Westminster corridors
The revelation by Downing Street servants that our beloved Leader, Mr Harold Wilson, is in the
habit of giving 'political gifts' (namely, Gannex handbags) has caused me no little embarrassment. I have, of course, returned my handbag and the reversible Ziperama Two-Tone Check Foldaway Gannex raincoat. The trouble is that I cannot think what to do about my yacht, Evening Cloud, which I received from another hand some years after the coat.
With everything in the 'open' (if you will forgive my saying so) I listened with interest Last week as Mrs 'Don't You Dare Call Me That Again' Thatcher was interviewed by a charming girl reporter (or it may have been Bernard Levin in drag doing his bit for International Women's Year) in Blackpool.
"On your trips round the world, Mrs Thatcher," inquired the girl, "how do you keep your hair looking so wonderful?" "Oh, that's an easy one," replied our next Prime Minister, "I use Carmen rollers and Harmony Hair Spray lacquer." You may think that is funny, but I assure you it is absolutely true. And what is much worse is that she gives the things away.
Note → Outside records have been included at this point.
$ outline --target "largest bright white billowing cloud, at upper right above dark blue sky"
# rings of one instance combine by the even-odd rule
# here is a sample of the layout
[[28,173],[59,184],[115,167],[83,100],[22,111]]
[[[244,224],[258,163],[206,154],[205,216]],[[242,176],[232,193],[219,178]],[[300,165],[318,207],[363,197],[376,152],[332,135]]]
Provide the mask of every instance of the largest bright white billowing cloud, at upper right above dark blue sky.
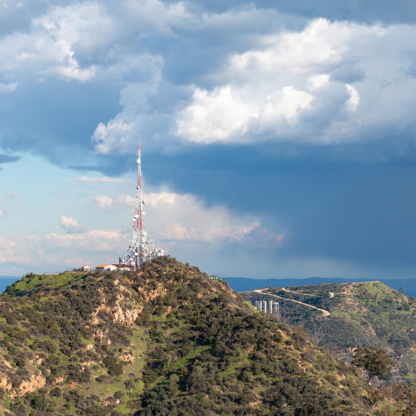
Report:
[[230,55],[216,87],[193,86],[172,132],[201,144],[341,144],[388,139],[398,125],[410,133],[414,35],[416,26],[316,19],[300,31],[260,36]]

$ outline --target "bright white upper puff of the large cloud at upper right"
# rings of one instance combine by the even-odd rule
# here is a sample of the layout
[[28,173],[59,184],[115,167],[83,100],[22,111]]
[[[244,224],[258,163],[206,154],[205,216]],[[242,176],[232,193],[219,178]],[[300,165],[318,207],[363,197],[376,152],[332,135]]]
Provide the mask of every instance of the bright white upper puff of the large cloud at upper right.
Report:
[[[284,31],[261,37],[256,50],[230,57],[230,72],[242,79],[330,71],[351,58],[351,47],[361,39],[386,35],[378,25],[313,20],[299,32]],[[355,51],[354,51],[355,52]]]

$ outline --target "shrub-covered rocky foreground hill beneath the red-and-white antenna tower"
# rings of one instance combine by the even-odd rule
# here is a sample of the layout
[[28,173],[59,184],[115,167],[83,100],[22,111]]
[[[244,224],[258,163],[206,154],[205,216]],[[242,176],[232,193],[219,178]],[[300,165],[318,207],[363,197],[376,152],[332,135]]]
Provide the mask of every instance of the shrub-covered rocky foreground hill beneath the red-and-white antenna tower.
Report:
[[[162,257],[139,273],[26,275],[0,296],[4,415],[383,415],[300,328]],[[389,410],[390,409],[390,410]],[[383,413],[384,412],[384,413]]]

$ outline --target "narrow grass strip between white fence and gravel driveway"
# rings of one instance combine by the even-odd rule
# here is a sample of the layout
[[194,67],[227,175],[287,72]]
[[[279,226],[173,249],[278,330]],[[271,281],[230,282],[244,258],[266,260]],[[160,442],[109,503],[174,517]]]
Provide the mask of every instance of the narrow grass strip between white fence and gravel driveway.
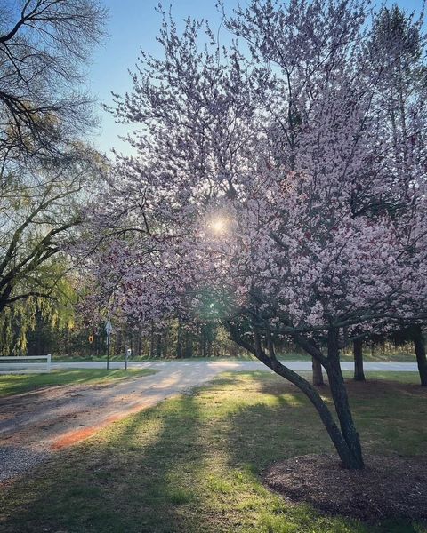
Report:
[[0,398],[12,394],[27,393],[46,386],[60,385],[94,385],[140,378],[155,374],[156,370],[105,370],[105,369],[70,369],[52,370],[49,374],[7,374],[0,376]]

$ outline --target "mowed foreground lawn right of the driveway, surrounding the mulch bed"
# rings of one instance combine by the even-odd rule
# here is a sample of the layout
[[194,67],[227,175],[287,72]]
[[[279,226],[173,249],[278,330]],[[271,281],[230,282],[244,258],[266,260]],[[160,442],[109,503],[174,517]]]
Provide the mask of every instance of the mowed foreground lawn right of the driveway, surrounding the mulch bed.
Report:
[[[349,384],[366,452],[425,454],[427,391],[417,376],[369,378]],[[331,451],[294,386],[261,371],[224,374],[62,450],[27,480],[0,489],[0,531],[427,531],[421,523],[372,526],[321,515],[263,487],[260,473],[272,462]]]

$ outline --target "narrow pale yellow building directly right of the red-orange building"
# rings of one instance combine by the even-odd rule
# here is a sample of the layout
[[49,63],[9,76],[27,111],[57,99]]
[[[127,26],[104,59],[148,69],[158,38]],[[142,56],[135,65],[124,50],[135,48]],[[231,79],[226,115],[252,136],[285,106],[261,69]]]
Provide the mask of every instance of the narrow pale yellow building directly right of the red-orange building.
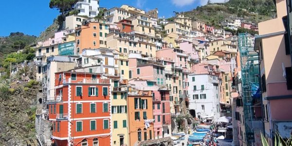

The delectable Miss Arianna Stassinopoulos, 21 (Eton and First and Third), who was at one time a special assistant in the Thatcher household, tells me that the Tory Leader "keeps cupboardsful of the stuff'. When visiting dignitaries call on her, Mrs Thatcher gives them a set of Carmen rollers or a can of Harmony Hair Spray.
This apparently caused some problems while she was in the United States. Mrs Ford mistook the rollers for some newfangled barbecue set (whatever that might be). So she plugged the contraption into the mains (no, not those mains, the Vermont Maines) and attached a Nixon Wild West Beefsteak to each roller. The effect, so I am told, was electrifying. Mrs Thatcher said politely: "Oh, what delicate little steagettes. I love them done to a frazzle."
Poor President Ford assumed that his can of Harmony Hair Spray was some form of personal deodorant and has been in pain ever since. He is reputedly still unable to lower his arms, but (by heck) is working hard on it.
It is not so much the giving of gifts that worries me as the means by which the goods are first obtained in order to be given. It would seem that if you are good with your hands (as the Duchess of Falkender might have said) and can make things like raincoats which you then offer to a close friend to give away like handfuls of coloured beads to natives, then you will be
knighted and possibly even given a peerage. Those who say it is a great pity that there are no more hereditary peerages being created, now have the answer. Gratitude is one thing, but littering Debrett with titles like 'Viscount Gannex of Harmony Carmen' is quite another. Which brings me to last week's Tory Party Wake in Blackpool. Several readers have asked me what exactly happened when Mr Heath, a visionary and giver of yachts, walked on to the platform in the Winter Gardens. It is all quite simple really.
If he had mounted (begging his pardon) the platform from the left, he would have had to pass Harmony Hair Spray to get to his seat. With the massed rank and file cheering him and Mrs Thatcher in his path, he would have been obliged to greet her.
The masses (and the idiotic reporters from the various media) would have taken this as a sign of reconcilation and cheered all the louder.
Now, first of all, Mr Heath did not want to share his ovation with anybody else, and, secondly, he certainly did not want a reconciliation (either real or interpreted). So he went the long way round and reserved his rather wet handshake with the formidable lady until the end. See?